On the hardware side, Lenovo will ship fully liquid‑cooled platforms based on Nvidia’s Blackwell Ultra architecture, including GB300 NVL72 racks with 72 GPUs and 36 Grace CPUs in one system. The program will also support Nvidia’s new Vera Rubin NVL72 system with Rubin GPUs, Vera CPUs, ConnectX‑9 SuperNICs, BlueField‑4 DPUs, and Spectrum‑6 Ethernet for even larger AI training and inference clusters.
For enterprise buyers and cloud providers watching capex, the TTFT focus links these technical choices to payback: the sooner models start serving customers, the faster those investments can be justified.
Qira: personal AI across Lenovo and Motorola devices
Alongside the data‑center push, Lenovo is expanding its AI lineup with Qira, a personal AI system designed to run across Lenovo PCs and Motorola devices. At CES in Las Vegas, Yang presented Qira as part of a broader AI effort that also includes concept glasses and a wearable assistant under “Project Maxwell.”
Reports describe Qira as a cross‑device personal AI that stays active in the background and moves with the user rather than living inside one app. The system is meant to work on:
- Lenovo and Motorola PCs and laptops
- Motorola smartphones and tablets
- Wearables, and other devices that Lenovo is demoing as future concepts
Qira will be able to tap services from partners such as Expedia and other providers, turning the assistant into a travel and daily‑life companion on top of work tasks. With Lenovo’s wider Hybrid AI Advantage and emerging platforms like Agentic AI and xIQ, the goal is to give enterprises a full stack that spans data‑center factories and AI agents running on employee devices.
For consumers and prosumers, the promise is that content, context, and tasks can follow them more smoothly between phone, PC, and emerging form factors like AR glasses. That idea also helps Lenovo position its hardware ecosystem more directly against other platform players that already blend devices and AI services.
How the tie-up reshapes Lenovo’s AI roadmap
This new phase of the Lenovo–Nvidia relationship pushes the partnership beyond earlier hybrid AI announcements into a more aggressive, factory‑style model for AI infrastructure.

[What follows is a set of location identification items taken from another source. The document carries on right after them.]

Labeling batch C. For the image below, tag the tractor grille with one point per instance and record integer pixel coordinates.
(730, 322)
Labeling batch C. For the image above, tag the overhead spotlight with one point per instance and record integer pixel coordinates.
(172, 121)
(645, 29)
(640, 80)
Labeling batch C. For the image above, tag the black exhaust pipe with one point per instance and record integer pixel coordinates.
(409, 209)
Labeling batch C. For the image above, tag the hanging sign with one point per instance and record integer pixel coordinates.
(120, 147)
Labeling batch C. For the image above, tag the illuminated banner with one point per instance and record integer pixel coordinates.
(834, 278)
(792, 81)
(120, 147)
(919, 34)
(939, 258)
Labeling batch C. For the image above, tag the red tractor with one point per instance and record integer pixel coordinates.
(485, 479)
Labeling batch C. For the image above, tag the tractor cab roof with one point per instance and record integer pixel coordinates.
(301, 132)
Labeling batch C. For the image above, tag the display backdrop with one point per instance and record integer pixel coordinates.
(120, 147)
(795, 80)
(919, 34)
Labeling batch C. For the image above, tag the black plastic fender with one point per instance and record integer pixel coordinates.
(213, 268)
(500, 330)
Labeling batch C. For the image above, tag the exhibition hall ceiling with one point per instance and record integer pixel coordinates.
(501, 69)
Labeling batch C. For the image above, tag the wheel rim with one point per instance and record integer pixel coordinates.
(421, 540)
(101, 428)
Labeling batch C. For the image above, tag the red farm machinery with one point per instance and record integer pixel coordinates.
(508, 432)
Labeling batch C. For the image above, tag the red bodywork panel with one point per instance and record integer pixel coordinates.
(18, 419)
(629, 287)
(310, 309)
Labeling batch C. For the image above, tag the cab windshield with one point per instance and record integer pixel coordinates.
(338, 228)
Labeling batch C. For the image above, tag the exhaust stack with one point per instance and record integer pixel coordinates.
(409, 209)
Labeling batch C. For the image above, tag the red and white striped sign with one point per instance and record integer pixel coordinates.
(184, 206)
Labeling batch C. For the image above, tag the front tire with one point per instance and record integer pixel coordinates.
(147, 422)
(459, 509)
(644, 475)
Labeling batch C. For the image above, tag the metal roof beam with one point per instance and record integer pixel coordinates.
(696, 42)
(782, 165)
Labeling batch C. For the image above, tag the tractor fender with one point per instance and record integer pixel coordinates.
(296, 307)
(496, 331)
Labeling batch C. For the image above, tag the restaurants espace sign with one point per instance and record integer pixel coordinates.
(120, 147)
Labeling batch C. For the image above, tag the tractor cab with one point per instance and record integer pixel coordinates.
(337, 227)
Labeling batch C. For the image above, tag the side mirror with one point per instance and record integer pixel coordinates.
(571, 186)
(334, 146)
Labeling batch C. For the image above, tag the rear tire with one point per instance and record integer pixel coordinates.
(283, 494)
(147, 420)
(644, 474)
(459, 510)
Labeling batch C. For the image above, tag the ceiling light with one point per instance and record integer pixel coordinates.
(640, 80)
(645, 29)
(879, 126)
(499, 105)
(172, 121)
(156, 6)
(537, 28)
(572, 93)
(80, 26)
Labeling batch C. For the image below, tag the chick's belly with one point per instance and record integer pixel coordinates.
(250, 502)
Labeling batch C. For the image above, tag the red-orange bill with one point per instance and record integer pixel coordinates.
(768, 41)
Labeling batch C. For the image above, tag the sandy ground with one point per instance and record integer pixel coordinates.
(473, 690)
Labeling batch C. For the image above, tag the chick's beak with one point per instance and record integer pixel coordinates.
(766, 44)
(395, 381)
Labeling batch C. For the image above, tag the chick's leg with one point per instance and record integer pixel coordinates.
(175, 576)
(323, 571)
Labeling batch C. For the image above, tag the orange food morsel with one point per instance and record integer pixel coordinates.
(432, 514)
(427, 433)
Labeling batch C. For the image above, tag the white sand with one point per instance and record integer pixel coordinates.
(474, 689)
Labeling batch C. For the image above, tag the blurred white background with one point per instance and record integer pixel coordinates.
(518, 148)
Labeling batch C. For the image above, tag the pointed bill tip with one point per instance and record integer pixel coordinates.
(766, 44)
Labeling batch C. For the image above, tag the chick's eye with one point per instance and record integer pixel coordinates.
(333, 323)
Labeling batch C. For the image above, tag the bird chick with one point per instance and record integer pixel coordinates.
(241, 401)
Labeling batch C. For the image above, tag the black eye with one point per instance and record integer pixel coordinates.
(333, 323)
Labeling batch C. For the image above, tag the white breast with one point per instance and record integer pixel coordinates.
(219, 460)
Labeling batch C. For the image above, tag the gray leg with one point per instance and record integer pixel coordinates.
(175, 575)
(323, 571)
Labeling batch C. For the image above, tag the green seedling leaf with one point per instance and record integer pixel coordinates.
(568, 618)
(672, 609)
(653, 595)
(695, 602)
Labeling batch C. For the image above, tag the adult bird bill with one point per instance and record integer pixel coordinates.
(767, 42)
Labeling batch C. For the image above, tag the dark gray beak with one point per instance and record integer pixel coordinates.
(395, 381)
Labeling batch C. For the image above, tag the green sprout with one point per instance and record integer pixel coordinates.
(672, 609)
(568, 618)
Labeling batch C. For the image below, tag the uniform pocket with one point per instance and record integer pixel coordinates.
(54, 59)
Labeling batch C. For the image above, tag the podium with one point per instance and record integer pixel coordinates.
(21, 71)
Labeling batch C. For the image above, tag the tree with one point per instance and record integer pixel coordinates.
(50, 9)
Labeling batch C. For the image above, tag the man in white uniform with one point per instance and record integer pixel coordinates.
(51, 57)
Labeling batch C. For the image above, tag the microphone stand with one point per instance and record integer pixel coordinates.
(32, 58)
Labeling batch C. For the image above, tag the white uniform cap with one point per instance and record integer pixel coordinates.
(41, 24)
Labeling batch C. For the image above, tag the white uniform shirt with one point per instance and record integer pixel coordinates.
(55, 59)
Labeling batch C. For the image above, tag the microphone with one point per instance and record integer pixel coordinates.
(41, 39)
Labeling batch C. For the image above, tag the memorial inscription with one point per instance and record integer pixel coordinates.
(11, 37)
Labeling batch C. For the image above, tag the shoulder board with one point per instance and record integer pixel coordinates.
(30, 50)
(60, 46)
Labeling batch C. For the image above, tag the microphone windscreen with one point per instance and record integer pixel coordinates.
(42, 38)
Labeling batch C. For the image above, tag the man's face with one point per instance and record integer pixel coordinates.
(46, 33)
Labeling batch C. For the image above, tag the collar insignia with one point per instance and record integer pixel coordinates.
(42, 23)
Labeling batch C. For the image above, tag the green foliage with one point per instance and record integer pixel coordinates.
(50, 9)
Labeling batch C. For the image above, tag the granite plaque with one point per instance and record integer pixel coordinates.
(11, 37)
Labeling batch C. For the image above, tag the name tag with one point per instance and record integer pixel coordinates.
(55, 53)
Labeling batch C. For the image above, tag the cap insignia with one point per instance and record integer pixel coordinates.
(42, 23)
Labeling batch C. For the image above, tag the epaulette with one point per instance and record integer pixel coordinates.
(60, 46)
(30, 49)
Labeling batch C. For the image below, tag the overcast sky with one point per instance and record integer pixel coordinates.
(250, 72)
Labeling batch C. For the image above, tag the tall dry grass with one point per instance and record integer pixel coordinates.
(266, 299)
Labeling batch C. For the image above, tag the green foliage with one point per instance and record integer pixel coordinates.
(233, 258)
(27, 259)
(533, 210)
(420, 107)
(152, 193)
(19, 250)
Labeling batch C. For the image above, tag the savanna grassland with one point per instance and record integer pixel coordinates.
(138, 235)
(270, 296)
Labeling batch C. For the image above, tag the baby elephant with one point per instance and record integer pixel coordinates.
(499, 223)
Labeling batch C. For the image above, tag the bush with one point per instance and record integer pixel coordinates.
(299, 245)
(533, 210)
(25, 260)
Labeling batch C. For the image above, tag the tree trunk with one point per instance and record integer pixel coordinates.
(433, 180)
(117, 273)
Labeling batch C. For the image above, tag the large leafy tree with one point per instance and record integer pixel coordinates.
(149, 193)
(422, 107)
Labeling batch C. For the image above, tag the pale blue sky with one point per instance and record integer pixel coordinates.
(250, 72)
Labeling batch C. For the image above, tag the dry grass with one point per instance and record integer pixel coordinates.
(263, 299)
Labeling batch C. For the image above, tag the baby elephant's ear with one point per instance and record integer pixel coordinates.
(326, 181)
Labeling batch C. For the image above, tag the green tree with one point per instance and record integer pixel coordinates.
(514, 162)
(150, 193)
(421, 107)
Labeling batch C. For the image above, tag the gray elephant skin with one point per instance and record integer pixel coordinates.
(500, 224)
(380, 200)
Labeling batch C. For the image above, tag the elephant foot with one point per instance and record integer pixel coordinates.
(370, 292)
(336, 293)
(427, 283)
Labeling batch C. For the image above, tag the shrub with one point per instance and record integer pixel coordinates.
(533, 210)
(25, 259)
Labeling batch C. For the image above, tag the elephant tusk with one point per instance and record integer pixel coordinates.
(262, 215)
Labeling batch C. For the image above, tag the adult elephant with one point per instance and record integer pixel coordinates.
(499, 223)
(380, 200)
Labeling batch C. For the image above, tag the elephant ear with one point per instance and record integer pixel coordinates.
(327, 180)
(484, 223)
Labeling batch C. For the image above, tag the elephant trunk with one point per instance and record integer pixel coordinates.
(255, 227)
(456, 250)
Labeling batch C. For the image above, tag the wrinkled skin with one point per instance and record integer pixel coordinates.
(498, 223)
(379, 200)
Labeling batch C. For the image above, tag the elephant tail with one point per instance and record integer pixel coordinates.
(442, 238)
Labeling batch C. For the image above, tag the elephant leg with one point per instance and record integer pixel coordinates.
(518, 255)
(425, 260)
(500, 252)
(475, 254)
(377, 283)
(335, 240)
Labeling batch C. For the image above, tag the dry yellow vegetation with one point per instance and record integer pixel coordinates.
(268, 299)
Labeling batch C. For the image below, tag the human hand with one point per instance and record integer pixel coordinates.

By pairing the Gigafactory design with Qira and Agentic AI, Lenovo is signalling that it wants to own more of the AI lifecycle, from GPU‑dense racks to cross‑device assistants and governed enterprise agents.
For cloud providers, the Gigafactory program offers:
- Standardized blueprints for building or expanding AI data centers at gigawatt scale.
- Access to the latest Nvidia hardware in integrated, liquid‑cooled systems.
- Lifecycle services and libraries of ready‑to‑adapt AI use cases.
For enterprises and end users, the Qira and Agentic AI stack promises:
- Personal AI that spans Lenovo–Motorola hardware and links into daily workflows.
- AI agents that can be created, governed, and deployed with a focus on measurable business outcomes.
- A bridge between local, on‑device intelligence and large models running in the Gigafactory cloud.
If Lenovo executes, the company could move from being primarily seen as a PC and server maker to being recognized as a full‑stack AI infrastructure and experience provider. The pace of deployment and customer adoption over the next year will show whether the Gigafactory model and Qira can stand out in an increasingly crowded AI race.